Vídeo do servidor Wellerson Rubens de Amarante - Exposição " Mulheres na Memória "

No cenário político e intelectual do Rio de Janeiro nos anos 1920 e 1930, a jornalista e escritora Anna Amélia se destacava na defesa do direito das brasileiras ao voto e ao ensino superior. Como colunista dos jornais “O Globo”, “O Jornal”, “Diário da Noite”, da revista “O Cruzeiro”, e, em especial, como diretora do Suplemento Feminino do “Diário de Notícias”, seus artigos impactavam a sociedade e inspiravam novos ares à cultura social e política da época.

Em 1935, como vice-presidente da Federação Brasileira pelo Progresso Feminino e membro da Associação Cristã Feminina, ela foi indicada pelo então Presidente Getúlio Vargas para representar o Brasil no XII Congresso Internacional de Mulheres, em Istambul/Turquia. Em 1942, Anna Amélia voltou a representar oficialmente o Brasil, desta vez na Conferência Pan-Americana da Mulher, em Washington/EUA. Já em 1967, a convite do Estado de Israel, representou a mulher brasileira em Jerusalém, no Congresso Internacional Feminino pela Paz e Desenvolvimento.

O ativismo dessa inquieta carioca venceu barreiras que pareciam intransponíveis para as mulheres de sua época. Seu amor pela Educação e, em particular, pela História, levaram Anna Amélia a atuar em várias associações e instituições culturais, como o Instituto Brasileiro de Educação Ciência e Cultura; o Instituto Histórico de Ouro Preto e o Instituto Histórico e Geográfico de Minas Gerais. Amante das Artes, integrou também a Associação dos artistas Brasileiros, a Sociedade Americana de Escritores e Artistas de Havana; a Sociedade Brasileira de Cultura Inglesa e dos institutos Brasil-Estados Unidos, Brasil-Chile e Brasil-Bolívia.

O ano era 1934 e a recém-criada Justiça Eleitoral finalizava, em todo o país, os preparativos para as eleições de 14 de outubro, quando seriam eleitos deputados federais e deputados constituintes estaduais. No dia 4 de outubro, o Diário Oficial publicou os nomes dos integrantes das turmas apuradoras, e foi então que Anna Amélia de Queiroz Carneiro de Mendonça acabou se tornando, como escrutinadora, a primeira mulher a atuar na Justiça Eleitoral. 

Esse momento histórico na vida de Anna Amélia representou mais uma vitória na luta das mulheres pela participação na política e na vida social como um todo.

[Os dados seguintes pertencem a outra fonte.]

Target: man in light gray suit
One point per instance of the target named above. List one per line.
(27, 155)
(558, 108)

Em 1932, as mulheres haviam conquistado o direito ao voto e as eleições de 1933 indicaram duas foram as mulheres para a Assembleia Constituinte. 

A participação de Anna Amélia como escrutinadora nas eleições de 1934 foi o reconhecimento, pela Justiça Eleitoral, de sua forte atuação pelo sufrágio feminino ao longo das décadas de 1920 e 1930, como jornalista, escritora e ativista pelas causas sociais ligadas às mulheres. 

Atuando fortemente na Federação Brasileira pelo Progresso Feminino, Anna Amélia continuou lutando e incentivando outras mulheres a ingressarem nas frentes políticas. Nas eleições de 1934, ela e suas companheiras tentaram eleger a paulista Bertha Lutz para a Constituinte Estadual por São Paulo. Com sua singular influência junto às elites políticas da Capital Federal, Anna Amélia também atuou para pressionar parlamentares a incluírem, na Constituição Brasileira, mais direitos para as mulheres. Ela também promoveu uma convenção nacional na Bahia, buscando modernizar a estrutura da Federação Brasileira pelo Progresso Feminino, objetivando transformá-la em uma organização nacional de grande porte.